The main characteristic that distinguishes STRs from other types of systems is the interaction time. However, before continuing it is necessary to clarify the meaning of the words time and real.

  • The word time means that the proper functioning of a system depends not only on the logical result that the computer returns, also depends on the time that that result occurs.
  • The word Real means that the reaction of a system to external events should occur during its evolution. As a consequence, the time of the system (internal time) must be measured using the same scale with which the time of the controlled environment (external time) is measured.

Strs can be found in very important places due to the services they provide: they monitor, control and protect, for example, the transmission and distribution systems that deliver electrical energy to industries and also to our homes. STRs are present in the train traffic monitoring areas; its importance is relevant because millions of passengers are transported daily.
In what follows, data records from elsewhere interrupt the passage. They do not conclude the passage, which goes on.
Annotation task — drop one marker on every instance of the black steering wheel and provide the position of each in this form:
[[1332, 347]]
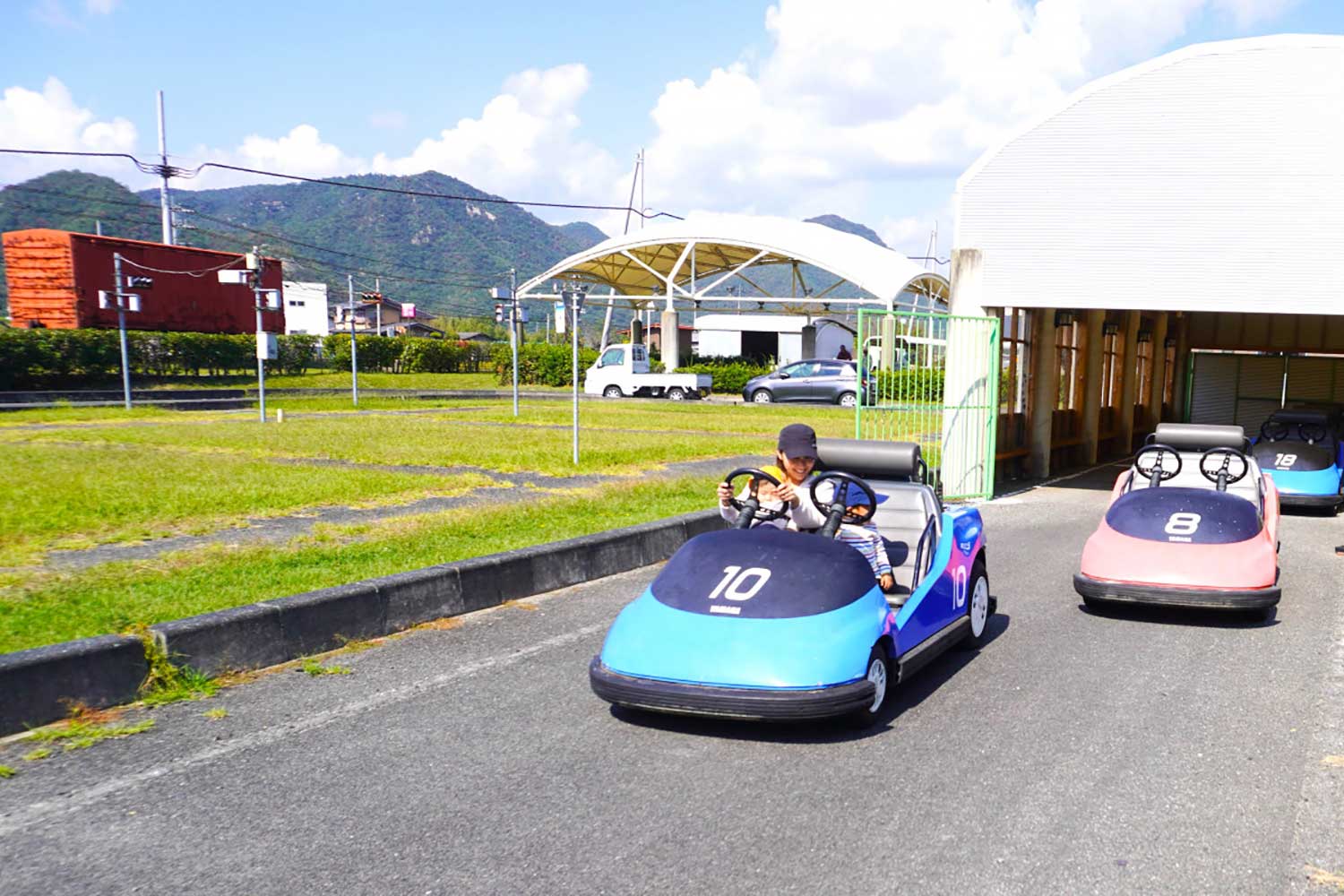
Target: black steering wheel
[[836, 506], [1312, 433], [749, 511], [1222, 474], [1274, 430], [1158, 471]]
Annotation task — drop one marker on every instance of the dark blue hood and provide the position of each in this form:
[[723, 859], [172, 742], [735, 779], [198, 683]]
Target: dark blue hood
[[1195, 516], [762, 573]]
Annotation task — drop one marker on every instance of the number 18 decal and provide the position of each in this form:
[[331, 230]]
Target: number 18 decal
[[734, 586]]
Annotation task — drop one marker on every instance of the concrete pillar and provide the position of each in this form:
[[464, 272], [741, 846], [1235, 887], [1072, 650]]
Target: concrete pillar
[[1128, 383], [1091, 358], [671, 347], [1045, 392], [1182, 360], [809, 340], [1155, 395], [968, 284]]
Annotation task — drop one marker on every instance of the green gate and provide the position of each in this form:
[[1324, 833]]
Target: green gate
[[935, 381]]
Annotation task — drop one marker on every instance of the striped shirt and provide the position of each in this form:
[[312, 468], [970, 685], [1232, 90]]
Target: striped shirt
[[868, 543]]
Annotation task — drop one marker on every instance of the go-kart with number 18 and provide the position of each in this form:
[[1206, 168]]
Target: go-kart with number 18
[[774, 625], [1301, 450], [1193, 522]]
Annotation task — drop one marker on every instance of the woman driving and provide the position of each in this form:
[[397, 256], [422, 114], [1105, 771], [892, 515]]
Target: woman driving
[[795, 455]]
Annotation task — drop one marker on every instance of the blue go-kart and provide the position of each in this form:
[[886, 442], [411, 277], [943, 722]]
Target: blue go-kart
[[771, 625], [1303, 452]]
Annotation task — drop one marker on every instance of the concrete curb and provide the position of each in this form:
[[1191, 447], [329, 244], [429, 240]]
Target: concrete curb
[[39, 685]]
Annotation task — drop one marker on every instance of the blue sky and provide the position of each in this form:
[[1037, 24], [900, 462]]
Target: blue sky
[[862, 108]]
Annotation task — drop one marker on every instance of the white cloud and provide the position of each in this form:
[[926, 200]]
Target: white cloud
[[53, 121], [523, 144], [300, 152]]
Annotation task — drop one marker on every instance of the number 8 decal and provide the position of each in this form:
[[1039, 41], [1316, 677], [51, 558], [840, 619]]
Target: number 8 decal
[[1182, 524]]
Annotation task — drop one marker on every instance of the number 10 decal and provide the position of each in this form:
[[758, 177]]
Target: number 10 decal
[[734, 583]]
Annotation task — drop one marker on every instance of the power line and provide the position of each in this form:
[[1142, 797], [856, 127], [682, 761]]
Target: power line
[[250, 230], [172, 171]]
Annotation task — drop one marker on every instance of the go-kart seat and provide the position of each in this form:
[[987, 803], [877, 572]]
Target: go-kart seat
[[905, 509], [905, 504], [1191, 441]]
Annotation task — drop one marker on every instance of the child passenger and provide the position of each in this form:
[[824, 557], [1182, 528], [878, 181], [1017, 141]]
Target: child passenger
[[866, 538]]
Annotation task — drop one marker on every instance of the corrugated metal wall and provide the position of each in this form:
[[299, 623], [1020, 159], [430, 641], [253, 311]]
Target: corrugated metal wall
[[1207, 179]]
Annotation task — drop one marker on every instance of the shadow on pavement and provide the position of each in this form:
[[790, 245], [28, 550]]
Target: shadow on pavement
[[1093, 478], [823, 731]]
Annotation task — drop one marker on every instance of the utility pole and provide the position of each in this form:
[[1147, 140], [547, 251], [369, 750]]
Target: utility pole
[[254, 268], [164, 201], [354, 347], [574, 306], [513, 328], [121, 325]]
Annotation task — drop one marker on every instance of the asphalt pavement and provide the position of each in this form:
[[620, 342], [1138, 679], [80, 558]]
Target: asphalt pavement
[[1133, 753]]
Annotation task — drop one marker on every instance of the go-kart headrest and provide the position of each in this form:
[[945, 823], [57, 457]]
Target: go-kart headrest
[[1301, 416], [1201, 437], [900, 461]]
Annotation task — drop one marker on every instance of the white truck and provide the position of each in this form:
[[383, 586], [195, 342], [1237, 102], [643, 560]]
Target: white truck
[[624, 370]]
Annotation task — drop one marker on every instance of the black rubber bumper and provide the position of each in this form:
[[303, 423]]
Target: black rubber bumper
[[731, 702], [1308, 501], [1174, 597]]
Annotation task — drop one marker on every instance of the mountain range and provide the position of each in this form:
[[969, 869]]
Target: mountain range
[[443, 254]]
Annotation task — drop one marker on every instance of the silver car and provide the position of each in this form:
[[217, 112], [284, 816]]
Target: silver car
[[828, 381]]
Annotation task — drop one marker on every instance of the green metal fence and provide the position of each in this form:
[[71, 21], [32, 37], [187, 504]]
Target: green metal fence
[[933, 379]]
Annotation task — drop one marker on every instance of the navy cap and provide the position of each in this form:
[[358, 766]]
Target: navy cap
[[798, 440]]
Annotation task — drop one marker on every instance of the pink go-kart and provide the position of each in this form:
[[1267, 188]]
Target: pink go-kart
[[1193, 522]]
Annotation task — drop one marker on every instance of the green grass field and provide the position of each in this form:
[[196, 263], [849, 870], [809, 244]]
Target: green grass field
[[82, 477]]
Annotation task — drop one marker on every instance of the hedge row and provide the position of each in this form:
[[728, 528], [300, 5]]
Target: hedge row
[[74, 358], [67, 358], [405, 354], [540, 365]]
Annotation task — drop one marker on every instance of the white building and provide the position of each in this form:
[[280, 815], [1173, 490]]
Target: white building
[[306, 308], [768, 336], [1158, 218]]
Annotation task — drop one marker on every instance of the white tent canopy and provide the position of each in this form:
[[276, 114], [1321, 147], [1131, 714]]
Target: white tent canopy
[[691, 261]]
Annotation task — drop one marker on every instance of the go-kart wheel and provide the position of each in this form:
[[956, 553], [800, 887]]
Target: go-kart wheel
[[1225, 469], [1159, 463], [750, 509], [1311, 433], [1273, 430], [836, 506], [978, 606], [878, 672]]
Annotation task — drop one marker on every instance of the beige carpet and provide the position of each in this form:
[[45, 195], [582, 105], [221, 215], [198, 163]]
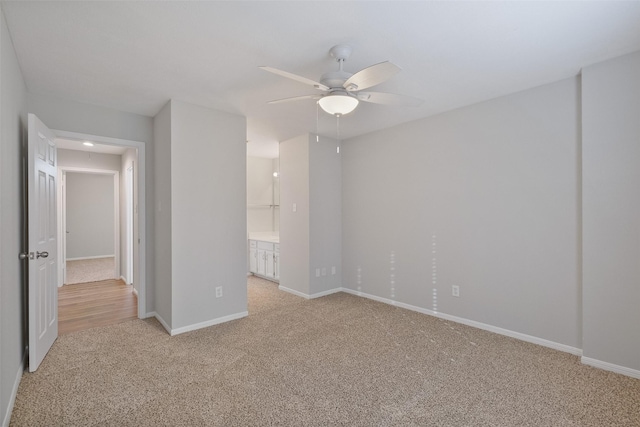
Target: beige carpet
[[334, 361], [90, 270]]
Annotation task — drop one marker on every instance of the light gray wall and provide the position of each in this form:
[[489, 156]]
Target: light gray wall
[[84, 159], [310, 238], [162, 212], [13, 131], [611, 211], [325, 214], [70, 116], [294, 226], [209, 226], [90, 215], [492, 189], [260, 188]]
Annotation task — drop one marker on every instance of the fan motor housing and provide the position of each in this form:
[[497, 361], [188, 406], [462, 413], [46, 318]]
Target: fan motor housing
[[335, 79]]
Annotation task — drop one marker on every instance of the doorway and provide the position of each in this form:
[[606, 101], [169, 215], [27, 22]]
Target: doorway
[[89, 226], [130, 249]]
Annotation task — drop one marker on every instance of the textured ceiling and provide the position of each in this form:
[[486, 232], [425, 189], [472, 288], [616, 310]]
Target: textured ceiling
[[135, 56]]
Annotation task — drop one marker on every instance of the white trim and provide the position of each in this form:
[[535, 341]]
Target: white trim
[[14, 391], [159, 318], [90, 257], [506, 332], [634, 373], [312, 296], [142, 204], [208, 323]]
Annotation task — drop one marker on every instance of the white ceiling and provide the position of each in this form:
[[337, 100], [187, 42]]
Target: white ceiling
[[72, 144], [135, 56]]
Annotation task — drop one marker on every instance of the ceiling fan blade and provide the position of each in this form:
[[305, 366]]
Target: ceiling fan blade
[[295, 98], [295, 77], [389, 99], [371, 76]]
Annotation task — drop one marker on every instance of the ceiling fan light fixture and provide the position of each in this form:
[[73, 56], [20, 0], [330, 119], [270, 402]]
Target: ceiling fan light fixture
[[338, 103]]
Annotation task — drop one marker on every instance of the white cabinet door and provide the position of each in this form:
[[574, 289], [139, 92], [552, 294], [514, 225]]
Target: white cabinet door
[[269, 268], [253, 260]]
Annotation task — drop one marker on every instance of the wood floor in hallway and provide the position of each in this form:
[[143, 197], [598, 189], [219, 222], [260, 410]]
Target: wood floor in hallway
[[88, 305]]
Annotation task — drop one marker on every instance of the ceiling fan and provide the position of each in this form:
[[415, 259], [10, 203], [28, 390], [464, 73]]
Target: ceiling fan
[[341, 90]]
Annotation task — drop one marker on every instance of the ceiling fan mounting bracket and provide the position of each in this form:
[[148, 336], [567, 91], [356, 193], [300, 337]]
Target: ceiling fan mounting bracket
[[341, 52]]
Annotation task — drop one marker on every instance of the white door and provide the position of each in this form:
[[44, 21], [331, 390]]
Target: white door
[[129, 208], [262, 261], [42, 256]]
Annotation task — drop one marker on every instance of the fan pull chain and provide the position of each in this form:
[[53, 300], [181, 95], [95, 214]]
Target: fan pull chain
[[338, 132]]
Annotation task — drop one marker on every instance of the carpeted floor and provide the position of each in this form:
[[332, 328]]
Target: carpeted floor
[[90, 270], [339, 360]]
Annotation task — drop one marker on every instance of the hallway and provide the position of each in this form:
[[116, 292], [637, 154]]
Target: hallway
[[88, 305]]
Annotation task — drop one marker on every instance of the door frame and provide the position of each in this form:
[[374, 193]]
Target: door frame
[[140, 180], [62, 215]]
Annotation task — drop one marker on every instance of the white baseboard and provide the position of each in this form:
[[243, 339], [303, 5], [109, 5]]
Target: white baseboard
[[506, 332], [208, 323], [90, 257], [14, 391], [634, 373], [312, 296], [159, 318]]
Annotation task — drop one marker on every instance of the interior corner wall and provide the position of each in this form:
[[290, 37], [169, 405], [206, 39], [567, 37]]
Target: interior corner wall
[[325, 215], [295, 273], [71, 116], [260, 187], [162, 214], [483, 197], [611, 211], [13, 131], [208, 215]]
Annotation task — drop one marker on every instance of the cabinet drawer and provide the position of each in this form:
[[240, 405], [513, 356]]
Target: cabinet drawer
[[268, 246]]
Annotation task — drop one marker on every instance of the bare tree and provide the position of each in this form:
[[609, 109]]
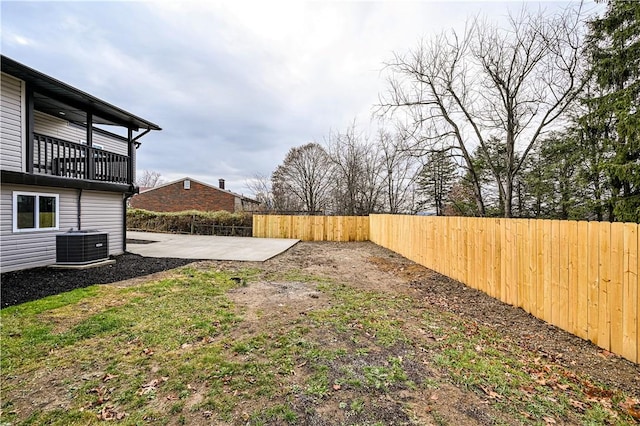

An STR has three basic conditions:

  • Interacts with the real world (physical process)
  • Issue correct answers
  • Comply with temporary restrictions

In contrast to the definition of STR, a fast system produces its output without considering the time constraints of the environment with which it interacts, for this class of systems the time in which the data reaches the digital system is not important but only the time in which the output is produced, in other words, the only interest is the speed of giving the response within the time interval whose measure, the smaller the better, regardless of the cost of generating that response. In the same way, the concept of STR tends to be confused with that of the online system:

An online system is one that must always be on, available and generally connected to a computer network and depends on the ability of the hardware to handle service requests and is never in sync with the real world or has restrictions temporary. In addition to this, an offline system is one that is not always available to receive and send information and that depends on a previously established database to execute its mission. Examples of online systems include Internet applications such as web browsers or data acquisition through a specialized card in a time-sharing environment such as Windows.

Examples

The STR concept is not restricted to digital or computer systems, since it can be extended to the living world: humans, animals and plants. As an example, consider a fertile seed, which somehow reaches the earth (either by action of the wind, through the waste of some animal at the end of its digestion, etc.). It can be ensured that the seed germination process is a real-time system in the environment and in the circumstances in which it develops, since environmental stimuli (constant appropriate humidity, constant adequate temperature, necessary light, etc.) the system (the seed) responds within its specific time constraints. If the seed were only a fast system (and not Real Time), as soon as it touched the ground it would begin its germination process, regardless of the scarcity of nutrients in the soil or water or the season of the year, so the behavior of the seed would not correspond to what is happening in the environment, that is, the time interval in which the response of the system (seed) occurs would not be very important, but in reality it would cause it to die quickly due to the lack of its adaptability, when trying to consume nutrients more than it can assimilate or that are available to be absorbed by the plant root.